Abstract
After menopause, a decline in ovarian function leads to various physical and psychological changes, potentially resulting in a range of pathological conditions, including abnormalities in energy metabolism. In recent years, environmental enrichment, which is characterized by positive and comfortable eustress, has been shown to improve various physiological and pathological conditions. This study investigated the effects of environmental factors on energy metabolism in a menopause model using an ovariectomized (OVX) mouse model. Wild-type female mice (8-week-old) were subjected to OVX or a sham operation and maintained under standard condition (SC), enriched environment (EE), or isolated (IS) condition for 4 weeks. OVX led to weight gain and disruption of circadian rhythms, along with changes in various metabolic parameters influenced by differences in housing environments; i.e., EE improved metabolic parameters, but IS deteriorated them. Physical activity and social interaction were factors that determined these differences. Menopause is usually a significant transitional period in a woman’s life, and changes in the social environment during this period can contribute to a diverse range of physical and psychological symptoms. Consequently, when implementing interventions to alleviate menopause-related pathological conditions, not only physical symptoms but also the social context should be carefully considered.
Introduction
It has been suggested that the living environment may affect not only the physiological status [1] but also the progression of diseases [2], although environmental enrichment in humans remains controversial and is difficult to analyze in detail because there is no standardized environment.
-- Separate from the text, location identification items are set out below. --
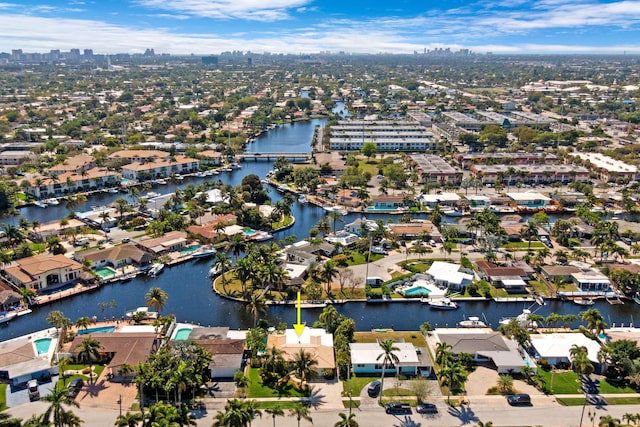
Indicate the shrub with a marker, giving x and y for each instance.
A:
(328, 374)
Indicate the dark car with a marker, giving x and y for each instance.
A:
(74, 387)
(426, 408)
(397, 408)
(374, 388)
(519, 399)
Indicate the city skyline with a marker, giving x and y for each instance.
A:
(308, 26)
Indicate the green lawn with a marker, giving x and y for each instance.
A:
(561, 382)
(257, 389)
(356, 384)
(608, 388)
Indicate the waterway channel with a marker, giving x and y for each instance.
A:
(189, 288)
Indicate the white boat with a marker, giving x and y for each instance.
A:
(472, 322)
(522, 318)
(145, 310)
(453, 213)
(4, 318)
(443, 304)
(203, 252)
(583, 301)
(215, 271)
(156, 269)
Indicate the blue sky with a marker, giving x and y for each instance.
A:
(297, 26)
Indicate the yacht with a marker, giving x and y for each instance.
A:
(156, 269)
(472, 322)
(443, 304)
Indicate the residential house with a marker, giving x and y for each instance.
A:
(485, 346)
(315, 341)
(366, 359)
(449, 275)
(115, 256)
(44, 271)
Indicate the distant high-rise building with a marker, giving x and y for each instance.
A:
(210, 60)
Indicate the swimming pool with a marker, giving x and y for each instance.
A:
(417, 291)
(98, 330)
(189, 249)
(182, 334)
(105, 272)
(42, 345)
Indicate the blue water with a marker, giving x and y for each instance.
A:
(189, 287)
(98, 330)
(42, 345)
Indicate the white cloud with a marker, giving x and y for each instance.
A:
(255, 10)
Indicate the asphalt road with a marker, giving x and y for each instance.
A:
(494, 410)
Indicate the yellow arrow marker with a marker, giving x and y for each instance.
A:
(299, 327)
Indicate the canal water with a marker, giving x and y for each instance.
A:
(183, 282)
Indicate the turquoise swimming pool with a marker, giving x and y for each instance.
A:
(98, 330)
(42, 345)
(182, 334)
(417, 291)
(105, 272)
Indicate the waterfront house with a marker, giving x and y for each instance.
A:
(115, 256)
(366, 359)
(485, 346)
(172, 241)
(556, 347)
(120, 348)
(529, 200)
(315, 341)
(28, 357)
(449, 275)
(44, 271)
(159, 168)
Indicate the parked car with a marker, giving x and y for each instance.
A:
(397, 408)
(519, 399)
(32, 387)
(374, 388)
(426, 408)
(74, 387)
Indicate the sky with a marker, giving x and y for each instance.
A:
(311, 26)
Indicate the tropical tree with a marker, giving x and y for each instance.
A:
(256, 305)
(388, 357)
(301, 411)
(304, 366)
(346, 420)
(156, 298)
(57, 399)
(89, 352)
(130, 419)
In laboratory animals, a housing environment that includes social interaction and physical exercise in space use is called environmental enrichment, and it has been reported to be effective in eliciting animals’ innate behavior and improving behavior [3], neurological functions [3], energy metabolism [4], and cancer progression [4,5]. Therefore, the living environment has been recognized as a research subject [3].
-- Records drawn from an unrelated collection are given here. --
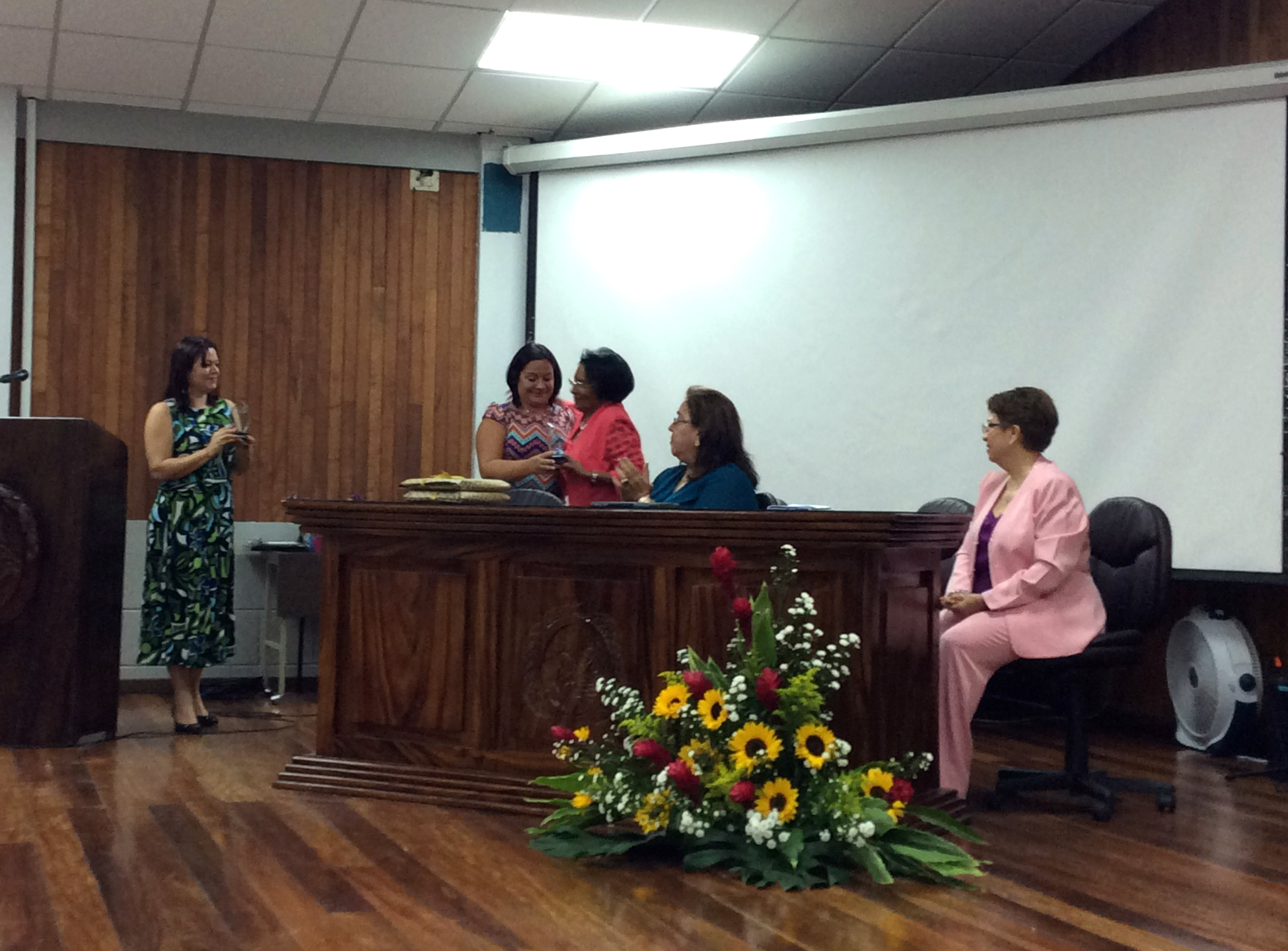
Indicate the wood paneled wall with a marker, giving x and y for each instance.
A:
(1183, 35)
(342, 304)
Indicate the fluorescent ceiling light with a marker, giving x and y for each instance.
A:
(621, 52)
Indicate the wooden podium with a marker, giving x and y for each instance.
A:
(455, 636)
(62, 551)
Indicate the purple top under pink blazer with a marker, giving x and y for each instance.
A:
(1038, 560)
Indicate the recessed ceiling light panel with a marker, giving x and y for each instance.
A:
(626, 53)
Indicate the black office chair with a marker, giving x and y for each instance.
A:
(947, 506)
(1131, 564)
(534, 497)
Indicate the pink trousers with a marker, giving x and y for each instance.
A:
(970, 652)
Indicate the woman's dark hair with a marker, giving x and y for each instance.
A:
(608, 375)
(721, 430)
(529, 353)
(1029, 408)
(182, 360)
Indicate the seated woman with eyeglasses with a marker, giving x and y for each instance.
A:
(714, 473)
(606, 434)
(1021, 583)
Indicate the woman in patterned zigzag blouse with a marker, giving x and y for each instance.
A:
(187, 618)
(517, 439)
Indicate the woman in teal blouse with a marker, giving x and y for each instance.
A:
(714, 473)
Along with the changing social structure, households are becoming smaller and aging, and the number of elderly people living alone is increasing in Western countries and Japan [6]. Living alone increases the risk of social isolation and shortens healthy life expectancy [7]. Therefore, there is an urgent need to present scientific evidence that living environment is related to the onset or progression of the disease to propose strategies for effective interventions and disease prevention. In particular, postmenopausal women are known to have an increased risk of developing various lifestyle-associated diseases originally regulated by estradiol, such as osteoporosis, obesity, and heart disease [8]. However, no detailed studies have examined the influence of environmental factors on various diseases in postmenopausal women. Proving the hypothesis that the living environment has a significant impact on the risk of developing metabolic diseases after menopause will highlight the importance of environmental enrichment from a preventive medicine perspective. Therefore, in this study, we investigated whether environmental factors, such as environmental enrichment or isolation, affect energy metabolism abnormalities after menopause.
Material and methods
Mice
All animal experiments were approved by the Animal Care Committee of Kyushu University (approval numbers A21-358 and A23-168).
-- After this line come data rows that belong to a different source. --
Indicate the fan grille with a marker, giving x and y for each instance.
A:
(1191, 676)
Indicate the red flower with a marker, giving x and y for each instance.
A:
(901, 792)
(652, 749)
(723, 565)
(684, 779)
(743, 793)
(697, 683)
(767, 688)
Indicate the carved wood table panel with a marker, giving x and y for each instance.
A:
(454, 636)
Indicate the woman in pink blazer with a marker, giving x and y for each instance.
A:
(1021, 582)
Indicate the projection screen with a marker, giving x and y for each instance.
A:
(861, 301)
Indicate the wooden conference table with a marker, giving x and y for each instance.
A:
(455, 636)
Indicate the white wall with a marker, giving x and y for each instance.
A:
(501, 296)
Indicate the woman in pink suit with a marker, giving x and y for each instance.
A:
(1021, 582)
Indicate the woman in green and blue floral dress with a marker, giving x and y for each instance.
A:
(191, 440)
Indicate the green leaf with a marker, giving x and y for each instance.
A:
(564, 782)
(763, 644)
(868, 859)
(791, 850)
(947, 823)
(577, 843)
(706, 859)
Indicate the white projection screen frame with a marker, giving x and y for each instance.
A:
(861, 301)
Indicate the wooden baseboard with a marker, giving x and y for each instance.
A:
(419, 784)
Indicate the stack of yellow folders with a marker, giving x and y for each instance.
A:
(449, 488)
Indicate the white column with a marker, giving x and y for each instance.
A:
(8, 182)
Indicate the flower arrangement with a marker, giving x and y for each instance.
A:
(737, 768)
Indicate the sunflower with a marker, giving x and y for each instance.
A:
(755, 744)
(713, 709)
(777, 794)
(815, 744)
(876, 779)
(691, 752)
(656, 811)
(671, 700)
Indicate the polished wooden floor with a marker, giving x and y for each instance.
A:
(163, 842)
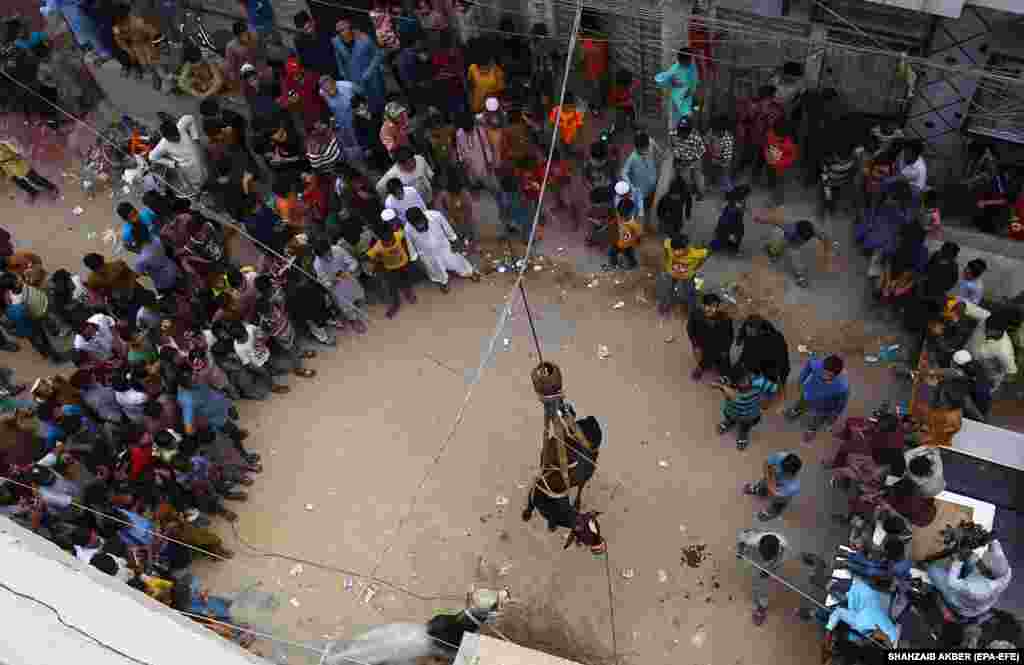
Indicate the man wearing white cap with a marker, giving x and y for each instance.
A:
(430, 238)
(400, 198)
(413, 170)
(626, 191)
(975, 593)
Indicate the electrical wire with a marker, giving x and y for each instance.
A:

Experimental animals and environmental conditions
C57BL/6J female mice, obtained from CLEA Japan (Tokyo, Japan), were raised in specific-pathogen-free facility under controlled environmental conditions (a 12-hours light/dark cycle, temperature of 20–26 °C, and humidity of 40–70%). The mice at 8-week-old were randomized by body weight and assigned to either the enriched environment (EE), the standard condition (SC), or the isolated condition (IS). The EE mice (5 mice/cage) were housed in a cage (267[W] × 426[D] × 150[H] mm) consisted of a running wheel and shelter (Mouse lgloo and Fast Tracs, Bio-Serv, Flemington, NJ, USA) and a tunnel (Shepherd Tube, EP Trading, Tokyo, Japan), in which a bedding mixture of 2:1 soft bedding (Alpha-dri-Certified, EP Trading) and woody tips (Tokojiki, Douourika, Sapporo, Japan) was used. The SC (5 mice/cage) and IS mice (1 mouse/cage) were maintained in standard cages (168[W] × 299[D] × 133[H] mm) with no additional objects, in which only woody tips (Tokojiki, Douourika) were used. All bedding in the cages was replaced weekly. The mice were either sham-operated (sham) or ovariectomized (OVX) at 9 weeks of age under anesthesia using intraperitoneal injections of 0.75 mg/kg medetomidine, midazolam (4 mg/kg), and saline (5 mg/kg) [9].
Histological analysis
White adipose tissue was fixed with 4% paraformaldehyde and embedded in paraffin. For histological examination, Mayer’s hematoxylin and eosin Y staining was applied to each 5 μm-thick section and observed using a microscope (BZ-X800, KEYENCE, Osaka, Japan). The adipocyte area was measured using the BZ-X800 Analyzer software (KEYENCE) [10].
Glucose (GTT) and pyruvate (PTT) tolerance tests
At 12 weeks of age, the mice were subjected to an intraperitoneal injection of glucose (2 mg/kg body weight) or pyruvate solution (Nacalai Tesque, Kyoto, Japan, 1.5 g/kg body weight) after 20 hours of fasting. Glucose levels were assessed using a handheld glucometer (Freestyle Freedom Lite, Abbott Park, IL, USA) at 0, 15, 30, 60, and 90 minutes after injection.
Homeostasis model assessment of insulin resistance (HOMA-IR)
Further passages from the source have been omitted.